Dealing with a violent employee at work—what should an employer do?

March 10, 2016

Topics: Safety in the Workplace

If an employee is violent or threatening violence, what to do will depend on the nature of the violence or the threat.  If an employee is unarmed and simply enraged, a manager, presuming it is safe to do so, should call 911, building security and any other first responders that may be needed.  If an employee becomes violent and is armed with a gun, the first action of anyone in the vicinity should be to run and/or hide, and then call 911 when it is safe to do so.  Employers have obligations to protect the safety of their employees and those visiting its premises. During any incidence of violence or threatened violence, the employer should take what actions it can to ensure their safety by, for example, evacuating individuals as possible, and cooperate with law enforcement personnel.

Unfortunately, dealing with workplace violence has become more prevalent in society.  Preparation can be important.  Employees who know what to do during such incidents are more likely to protect themselves and others.  On-line videos regarding surviving an active shooter event can be viewed for FBI, Department of Homeland Security and other government-agency advice on what to do.  Employers can help protect their employees by, among other things, providing training on recognizing and responding to threats and violence, and securing the workplace by limited access and installing cameras, lighting and alarms.

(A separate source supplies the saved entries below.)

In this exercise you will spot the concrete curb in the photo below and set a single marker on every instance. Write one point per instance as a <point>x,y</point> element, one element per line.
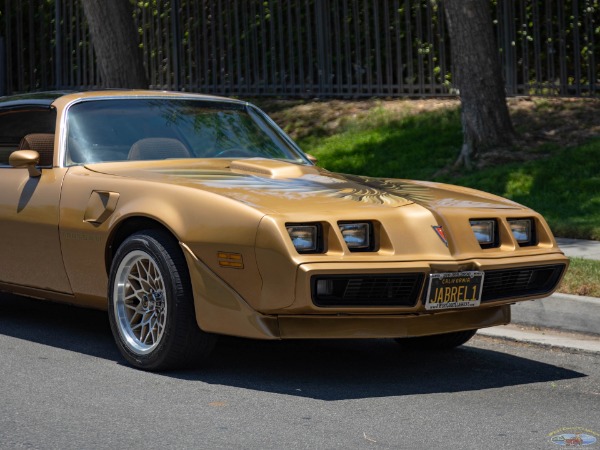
<point>544,338</point>
<point>556,320</point>
<point>560,311</point>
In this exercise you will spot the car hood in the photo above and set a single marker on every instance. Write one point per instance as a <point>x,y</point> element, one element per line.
<point>278,186</point>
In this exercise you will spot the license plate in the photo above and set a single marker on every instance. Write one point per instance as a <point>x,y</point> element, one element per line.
<point>454,290</point>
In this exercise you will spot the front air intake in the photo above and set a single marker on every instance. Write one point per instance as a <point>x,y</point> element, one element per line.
<point>367,290</point>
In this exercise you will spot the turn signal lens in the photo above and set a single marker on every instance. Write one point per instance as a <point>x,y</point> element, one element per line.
<point>521,230</point>
<point>484,231</point>
<point>357,235</point>
<point>304,237</point>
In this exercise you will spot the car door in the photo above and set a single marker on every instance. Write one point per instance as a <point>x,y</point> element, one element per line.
<point>30,254</point>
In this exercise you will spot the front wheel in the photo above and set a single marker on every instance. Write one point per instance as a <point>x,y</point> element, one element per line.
<point>150,304</point>
<point>444,341</point>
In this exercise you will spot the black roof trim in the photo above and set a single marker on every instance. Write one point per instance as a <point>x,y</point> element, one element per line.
<point>32,99</point>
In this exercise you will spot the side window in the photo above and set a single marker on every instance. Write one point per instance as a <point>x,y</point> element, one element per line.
<point>18,122</point>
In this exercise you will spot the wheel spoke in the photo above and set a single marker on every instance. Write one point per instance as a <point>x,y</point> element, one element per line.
<point>141,304</point>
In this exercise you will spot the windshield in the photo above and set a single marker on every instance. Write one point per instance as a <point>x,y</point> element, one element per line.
<point>163,128</point>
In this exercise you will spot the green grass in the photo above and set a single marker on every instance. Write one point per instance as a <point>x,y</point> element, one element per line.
<point>564,185</point>
<point>412,147</point>
<point>582,278</point>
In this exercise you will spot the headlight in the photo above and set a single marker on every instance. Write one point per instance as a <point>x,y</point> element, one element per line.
<point>357,235</point>
<point>304,237</point>
<point>522,230</point>
<point>484,232</point>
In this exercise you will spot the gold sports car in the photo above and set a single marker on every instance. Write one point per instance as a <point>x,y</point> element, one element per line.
<point>188,216</point>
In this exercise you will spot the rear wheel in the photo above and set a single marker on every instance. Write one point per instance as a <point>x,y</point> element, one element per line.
<point>444,341</point>
<point>150,304</point>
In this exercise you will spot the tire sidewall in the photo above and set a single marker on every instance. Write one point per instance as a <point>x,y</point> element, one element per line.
<point>172,281</point>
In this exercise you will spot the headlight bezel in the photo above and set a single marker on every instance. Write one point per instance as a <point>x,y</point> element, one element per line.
<point>368,230</point>
<point>532,238</point>
<point>493,240</point>
<point>315,228</point>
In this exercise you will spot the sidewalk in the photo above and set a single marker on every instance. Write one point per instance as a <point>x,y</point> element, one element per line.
<point>558,314</point>
<point>579,248</point>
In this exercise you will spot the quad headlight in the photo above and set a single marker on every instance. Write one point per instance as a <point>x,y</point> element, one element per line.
<point>485,232</point>
<point>357,235</point>
<point>305,237</point>
<point>522,230</point>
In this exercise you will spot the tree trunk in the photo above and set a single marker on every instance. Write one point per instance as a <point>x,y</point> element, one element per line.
<point>115,42</point>
<point>487,130</point>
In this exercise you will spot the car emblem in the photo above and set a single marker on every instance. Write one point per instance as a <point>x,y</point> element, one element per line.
<point>440,232</point>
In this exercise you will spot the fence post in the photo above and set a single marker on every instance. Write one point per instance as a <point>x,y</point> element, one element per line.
<point>176,41</point>
<point>57,46</point>
<point>2,66</point>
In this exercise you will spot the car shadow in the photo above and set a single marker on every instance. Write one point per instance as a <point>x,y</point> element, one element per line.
<point>319,369</point>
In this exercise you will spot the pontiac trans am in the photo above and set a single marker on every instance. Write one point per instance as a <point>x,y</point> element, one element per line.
<point>188,216</point>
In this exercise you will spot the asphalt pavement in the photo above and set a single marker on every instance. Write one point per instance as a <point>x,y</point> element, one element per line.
<point>561,320</point>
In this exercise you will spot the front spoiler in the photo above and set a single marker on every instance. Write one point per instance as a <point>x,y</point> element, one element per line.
<point>306,326</point>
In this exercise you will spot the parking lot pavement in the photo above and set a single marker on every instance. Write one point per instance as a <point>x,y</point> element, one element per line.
<point>579,248</point>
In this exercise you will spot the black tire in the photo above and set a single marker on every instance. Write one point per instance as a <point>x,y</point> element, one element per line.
<point>151,307</point>
<point>444,341</point>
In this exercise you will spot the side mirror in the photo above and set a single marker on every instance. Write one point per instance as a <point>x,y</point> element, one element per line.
<point>26,158</point>
<point>312,159</point>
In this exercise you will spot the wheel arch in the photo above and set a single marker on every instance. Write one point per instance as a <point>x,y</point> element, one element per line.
<point>126,228</point>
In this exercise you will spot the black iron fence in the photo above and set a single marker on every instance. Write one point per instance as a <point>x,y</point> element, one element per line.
<point>304,48</point>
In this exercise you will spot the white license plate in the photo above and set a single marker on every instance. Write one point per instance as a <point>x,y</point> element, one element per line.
<point>454,290</point>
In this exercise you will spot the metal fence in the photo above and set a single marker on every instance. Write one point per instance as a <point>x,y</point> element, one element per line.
<point>304,48</point>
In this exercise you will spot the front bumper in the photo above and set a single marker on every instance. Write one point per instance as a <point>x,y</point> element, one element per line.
<point>221,310</point>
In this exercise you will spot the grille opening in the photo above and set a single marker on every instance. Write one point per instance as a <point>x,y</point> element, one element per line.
<point>367,290</point>
<point>521,282</point>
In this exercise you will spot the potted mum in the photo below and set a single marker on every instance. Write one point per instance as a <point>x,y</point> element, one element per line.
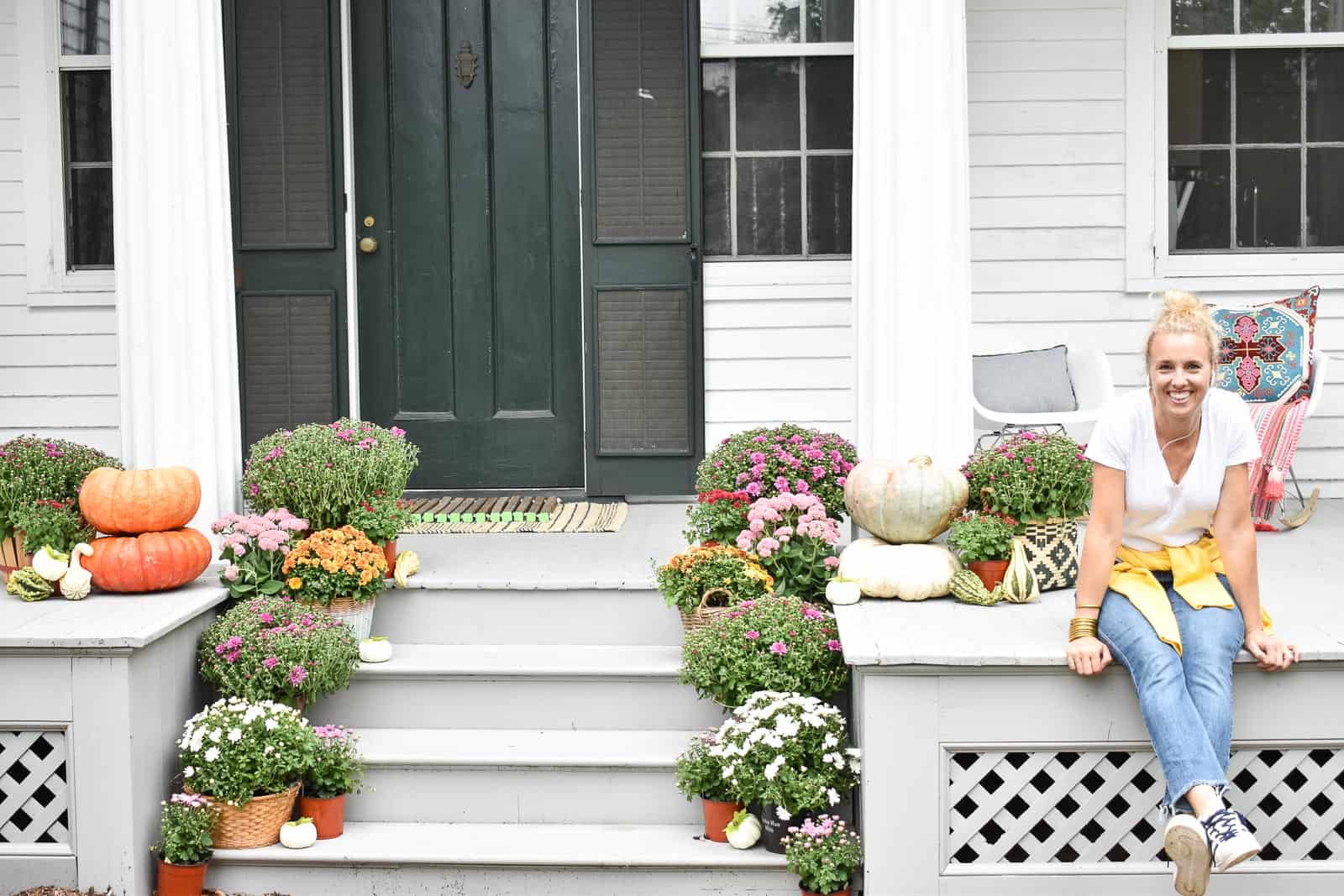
<point>984,543</point>
<point>336,770</point>
<point>338,573</point>
<point>1045,483</point>
<point>790,458</point>
<point>823,852</point>
<point>788,752</point>
<point>701,774</point>
<point>185,844</point>
<point>246,758</point>
<point>277,649</point>
<point>777,642</point>
<point>322,472</point>
<point>796,540</point>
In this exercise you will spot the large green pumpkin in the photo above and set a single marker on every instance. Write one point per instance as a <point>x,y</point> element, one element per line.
<point>907,503</point>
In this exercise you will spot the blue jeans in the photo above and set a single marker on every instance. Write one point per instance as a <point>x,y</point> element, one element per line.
<point>1178,691</point>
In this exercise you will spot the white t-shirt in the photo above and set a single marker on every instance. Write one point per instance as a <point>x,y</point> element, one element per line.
<point>1158,511</point>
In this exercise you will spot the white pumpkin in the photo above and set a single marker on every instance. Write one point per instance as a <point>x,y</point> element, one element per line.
<point>905,571</point>
<point>299,835</point>
<point>907,503</point>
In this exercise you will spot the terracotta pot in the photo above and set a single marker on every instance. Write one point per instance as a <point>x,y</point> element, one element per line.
<point>717,817</point>
<point>991,571</point>
<point>181,880</point>
<point>328,815</point>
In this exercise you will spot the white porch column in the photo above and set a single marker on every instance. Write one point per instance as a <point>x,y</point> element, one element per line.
<point>911,231</point>
<point>174,242</point>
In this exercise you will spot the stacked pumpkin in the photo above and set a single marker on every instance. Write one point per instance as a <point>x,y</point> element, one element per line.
<point>145,516</point>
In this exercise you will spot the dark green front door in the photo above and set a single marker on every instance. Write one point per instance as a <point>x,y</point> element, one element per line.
<point>468,179</point>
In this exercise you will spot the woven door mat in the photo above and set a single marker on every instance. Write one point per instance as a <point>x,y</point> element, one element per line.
<point>514,513</point>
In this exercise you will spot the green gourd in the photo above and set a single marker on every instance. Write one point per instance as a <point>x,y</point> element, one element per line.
<point>27,584</point>
<point>968,589</point>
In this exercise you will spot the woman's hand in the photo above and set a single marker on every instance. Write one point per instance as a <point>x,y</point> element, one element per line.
<point>1272,653</point>
<point>1088,656</point>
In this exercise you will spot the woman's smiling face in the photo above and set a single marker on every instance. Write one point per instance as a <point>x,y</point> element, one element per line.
<point>1180,372</point>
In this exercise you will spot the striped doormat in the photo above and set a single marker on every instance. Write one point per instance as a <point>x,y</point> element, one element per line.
<point>514,513</point>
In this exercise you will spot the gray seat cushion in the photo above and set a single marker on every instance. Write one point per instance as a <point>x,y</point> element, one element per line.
<point>1034,382</point>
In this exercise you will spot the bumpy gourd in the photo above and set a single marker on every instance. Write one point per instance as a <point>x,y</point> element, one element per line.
<point>27,584</point>
<point>968,589</point>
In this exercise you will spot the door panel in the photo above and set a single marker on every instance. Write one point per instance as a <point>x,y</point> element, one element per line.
<point>467,159</point>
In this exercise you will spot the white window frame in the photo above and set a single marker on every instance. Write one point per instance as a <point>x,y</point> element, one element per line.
<point>40,63</point>
<point>1148,264</point>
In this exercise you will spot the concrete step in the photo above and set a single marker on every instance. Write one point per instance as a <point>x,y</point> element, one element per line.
<point>528,777</point>
<point>441,610</point>
<point>539,687</point>
<point>506,860</point>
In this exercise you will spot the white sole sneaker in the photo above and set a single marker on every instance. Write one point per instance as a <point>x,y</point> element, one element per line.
<point>1187,846</point>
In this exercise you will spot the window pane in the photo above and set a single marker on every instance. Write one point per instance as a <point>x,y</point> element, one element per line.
<point>1326,94</point>
<point>768,103</point>
<point>1200,210</point>
<point>828,204</point>
<point>714,105</point>
<point>89,212</point>
<point>85,27</point>
<point>1273,16</point>
<point>831,102</point>
<point>87,114</point>
<point>1200,97</point>
<point>769,207</point>
<point>1269,190</point>
<point>718,237</point>
<point>1269,96</point>
<point>1326,196</point>
<point>1202,16</point>
<point>830,20</point>
<point>749,20</point>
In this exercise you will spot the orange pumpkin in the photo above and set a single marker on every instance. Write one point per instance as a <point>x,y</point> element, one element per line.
<point>134,501</point>
<point>151,562</point>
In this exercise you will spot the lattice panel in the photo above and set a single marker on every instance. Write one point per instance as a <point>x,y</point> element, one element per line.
<point>33,788</point>
<point>1101,806</point>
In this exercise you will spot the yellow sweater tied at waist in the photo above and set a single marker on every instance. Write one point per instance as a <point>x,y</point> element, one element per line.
<point>1194,570</point>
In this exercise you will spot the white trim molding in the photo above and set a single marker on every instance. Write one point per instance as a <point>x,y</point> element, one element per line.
<point>1148,264</point>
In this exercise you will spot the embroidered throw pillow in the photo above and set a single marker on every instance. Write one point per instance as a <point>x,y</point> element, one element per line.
<point>1267,349</point>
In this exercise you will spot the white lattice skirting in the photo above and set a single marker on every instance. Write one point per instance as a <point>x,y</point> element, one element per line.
<point>33,788</point>
<point>1101,806</point>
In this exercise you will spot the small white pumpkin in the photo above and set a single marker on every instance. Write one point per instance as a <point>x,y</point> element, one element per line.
<point>843,591</point>
<point>299,835</point>
<point>76,582</point>
<point>905,571</point>
<point>743,831</point>
<point>375,651</point>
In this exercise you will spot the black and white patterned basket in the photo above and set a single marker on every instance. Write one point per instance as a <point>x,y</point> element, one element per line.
<point>1053,551</point>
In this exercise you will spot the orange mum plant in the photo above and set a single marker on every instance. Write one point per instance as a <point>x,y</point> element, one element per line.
<point>335,563</point>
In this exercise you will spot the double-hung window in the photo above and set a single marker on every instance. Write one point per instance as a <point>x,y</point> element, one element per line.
<point>777,127</point>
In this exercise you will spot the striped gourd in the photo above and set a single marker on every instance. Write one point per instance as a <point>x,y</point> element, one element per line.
<point>1021,584</point>
<point>968,589</point>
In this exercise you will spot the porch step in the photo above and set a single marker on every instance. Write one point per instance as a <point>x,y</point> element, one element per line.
<point>538,687</point>
<point>506,860</point>
<point>530,777</point>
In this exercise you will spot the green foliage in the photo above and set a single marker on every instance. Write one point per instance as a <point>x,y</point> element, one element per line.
<point>322,472</point>
<point>699,773</point>
<point>234,750</point>
<point>790,458</point>
<point>981,537</point>
<point>824,853</point>
<point>277,649</point>
<point>185,829</point>
<point>338,766</point>
<point>1032,477</point>
<point>777,642</point>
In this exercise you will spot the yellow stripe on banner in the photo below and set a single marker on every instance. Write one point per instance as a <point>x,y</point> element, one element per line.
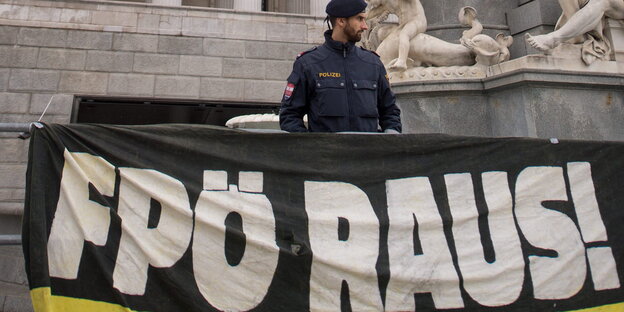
<point>616,307</point>
<point>44,301</point>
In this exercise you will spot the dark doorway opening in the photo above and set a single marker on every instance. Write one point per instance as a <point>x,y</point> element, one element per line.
<point>125,111</point>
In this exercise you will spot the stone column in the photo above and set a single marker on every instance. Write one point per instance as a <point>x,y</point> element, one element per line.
<point>248,5</point>
<point>317,7</point>
<point>167,2</point>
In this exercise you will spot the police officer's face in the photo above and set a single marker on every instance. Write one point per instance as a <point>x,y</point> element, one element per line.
<point>354,27</point>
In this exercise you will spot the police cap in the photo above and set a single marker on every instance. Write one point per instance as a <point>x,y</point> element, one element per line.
<point>345,8</point>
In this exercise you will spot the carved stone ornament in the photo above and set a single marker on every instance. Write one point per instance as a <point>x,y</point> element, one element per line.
<point>410,54</point>
<point>581,27</point>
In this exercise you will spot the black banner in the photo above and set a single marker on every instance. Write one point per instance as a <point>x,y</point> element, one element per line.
<point>199,218</point>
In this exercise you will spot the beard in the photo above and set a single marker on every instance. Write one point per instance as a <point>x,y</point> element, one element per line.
<point>352,34</point>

Following any such incident, the employer, in conjunction with law enforcement personnel, should document the incident and take witness statements.  The employer should conduct an investigation into the incident, to determine safety measure that may need to be taken to protect its employees in the event of further incidents—however getting a security review prior to any such incident may also be prudent.

After the formerly violent employee is taken into police custody, he or she should be fired by the employer.  However, the details of how this is done will depend on the circumstances.

Employers should have a policy in place that states that the employer will have zero-tolerance for workplace violence, threats of violence or similar conduct, and that such acts are terminable offenses.  Employers should also have policies in place that allow employers to access lockers, desks, vehicles, computer usage and email, in an effort to recognize potentially violent behaviors and threats.